Fifth, but not least, do not forget that you have fiduciary duties to the company. Fiduciary duties mean that, as an officer or member of the organization, you cannot use the information gained in your official capacity for your personal gain. Failing to observe the fiduciary duties is what led people to be in trouble for insider trading. You know, those people who bought a lot of shares just before a merger is announced publicly? Or those individuals who see right before the quarterly profits are announced when they are so much lower than anticipated. Fiduciary duties include those of loyalty (no working for competing companies) and no taking an opportunity presented to the company and doing it individually.

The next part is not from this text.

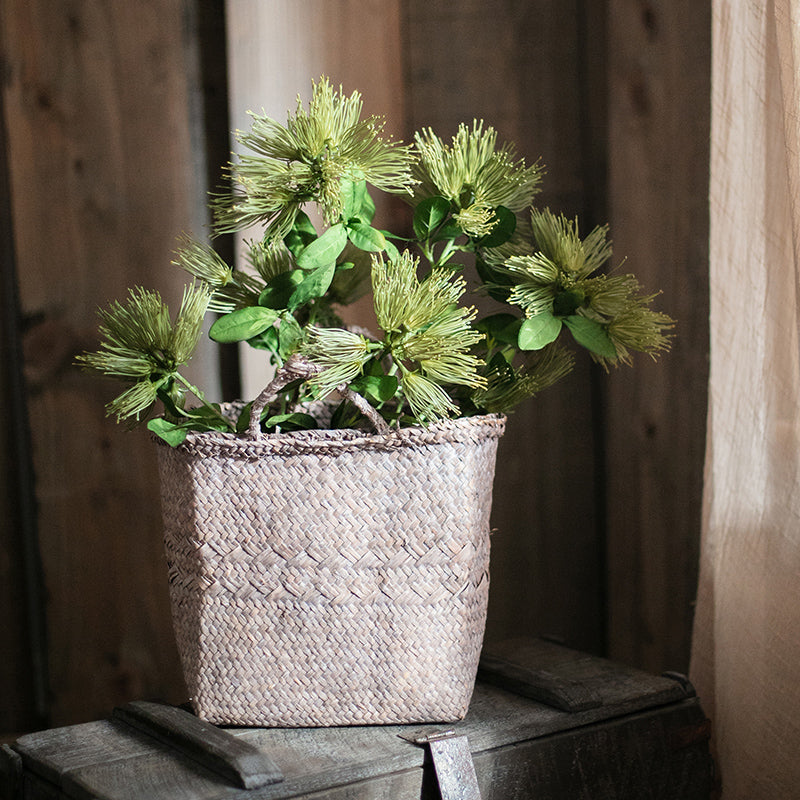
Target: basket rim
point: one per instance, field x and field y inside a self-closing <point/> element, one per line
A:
<point x="475" y="429"/>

Mostly, all these formalities are in place to protect both you as the owner and those you work with. Although each state has its tests about “piercing the corporate veil” (the term used when you as the shareholder/member are held personally liable), Utah’s test for piercing the corporate veil is a pretty straightforward two-part test. The test is 1. Whether there is a unity of person and 2. Would it be fraudulent not to pierce the veil. All of these corporate formalities discussed will help make a court less likely to hold you personally liable and, therefore, are worth the extra time and attention.